See : https://www.tensorflow.org/api_docs/python/tf/keras/datasets/imdb/load_data
However, Keras offers some usefull tools for formatting textual data.
See : https://www.tensorflow.org/api_docs/python/tf/keras/preprocessing/text
%% Cell type:code id: tags:
``` python
vocab_size = 10000
# ----- Retrieve x,y
#
# Choose if you want to load dataset directly from keras (small size <20M)
(x_train, y_train), (x_test, y_test) = imdb.load_data( num_words = vocab_size,
skip_top = 0,
maxlen = None,
seed = 42,
start_char = 1,
oov_char = 2,
index_from = 3, )
# Or you can use the same pre-loaded dataset if at GRICAD or IDRIS
#place, dataset_dir = ooo.good_place( { 'GRICAD' : f'{os.getenv("SCRATCH_DIR","")}/PROJECTS/pr-fidle/datasets/IMDB',
# 'IDRIS' : f'{os.getenv("WORK","")}/datasets/IMDB',
# 'HOME' : f'{os.getenv("HOME","")}/datasets/IMDB'} )
#with h5py.File(f'{dataset_dir}/dataset_imdb.h5','r') as f:
# x_train = f['x_train'][:]
# y_train = f['y_train'][:]
# x_test = f['x_test'][:]
# y_test = f['y_test'][:]
```
%% Cell type:code id: tags:
``` python
print(" Max(x_train,x_test) : ", ooo.rmax([x_train,x_test]) )
print(" x_train : {} y_train : {}".format(x_train.shape, y_train.shape))
print(" x_test : {} y_test : {}".format(x_test.shape, y_test.shape))
print('\nReview example (x_train[12]) :\n\n',x_train[12])
```
%% Cell type:markdown id: tags:
### 2.3 - Have a look for humans (optional)
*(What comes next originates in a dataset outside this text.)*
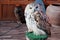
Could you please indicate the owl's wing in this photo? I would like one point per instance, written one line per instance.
(43, 23)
When we loaded the dataset, we asked for using \<start\> as 1, \<unknown word\> as 2
So, we shifted the dataset by 3 with the parameter index_from=3
%% Cell type:code id: tags:
``` python
# ---- Retrieve dictionary {word:index}, and encode it in ascii
word_index = imdb.get_word_index()
# ---- Shift the dictionary from +3
word_index = {w:(i+3) for w,i in word_index.items()}
# ---- Add <pad>, <start> and unknown tags
word_index.update( {'<pad>':0, '<start>':1, '<unknown>':2} )
# ---- Create a reverse dictionary : {index:word}
index_word = {index:word for word,index in word_index.items()}
# ---- Add a nice function to transpose :
#
def dataset2text(review):
return ' '.join([index_word.get(i, '?') for i in review])
```
%% Cell type:code id: tags:
``` python
print('\nDictionary size : ', len(word_index))
print('\nReview example (x_train[12]) :\n\n',x_train[12])
print('\nIn real words :\n\n', dataset2text(x_train[12]))
```
%% Cell type:markdown id: tags:
### 2.4 - Have a look for neurons
%% Cell type:code id: tags:
``` python
plt.figure(figsize=(12, 6))
ax=sns.distplot([len(i) for i in x_train],bins=60)
ax.set_title('Distribution of reviews by size')
plt.xlabel("Review's sizes")
plt.ylabel('Density')
ax.set_xlim(0, 1500)
plt.show()
```
%% Cell type:markdown id: tags:
## Step 3 - Preprocess the data
In order to be processed by an NN, all entries must have the same length.
We chose a review length of **review_len**
We will therefore complete them with a padding (of \<pad\>\)
%% Cell type:code id: tags:
``` python
review_len = 256
x_train = keras.preprocessing.sequence.pad_sequences(x_train,
value = 0,
padding = 'post',
maxlen = review_len)
x_test = keras.preprocessing.sequence.pad_sequences(x_test,
value = 0 ,
padding = 'post',
maxlen = review_len)
print('\nReview example (x_train[12]) :\n\n',x_train[12])
print('\nIn real words :\n\n', dataset2text(x_train[12]))
```
%% Cell type:markdown id: tags:
### Save dataset and dictionary (can be usefull but not mandatory if at GRICAD or IDRIS)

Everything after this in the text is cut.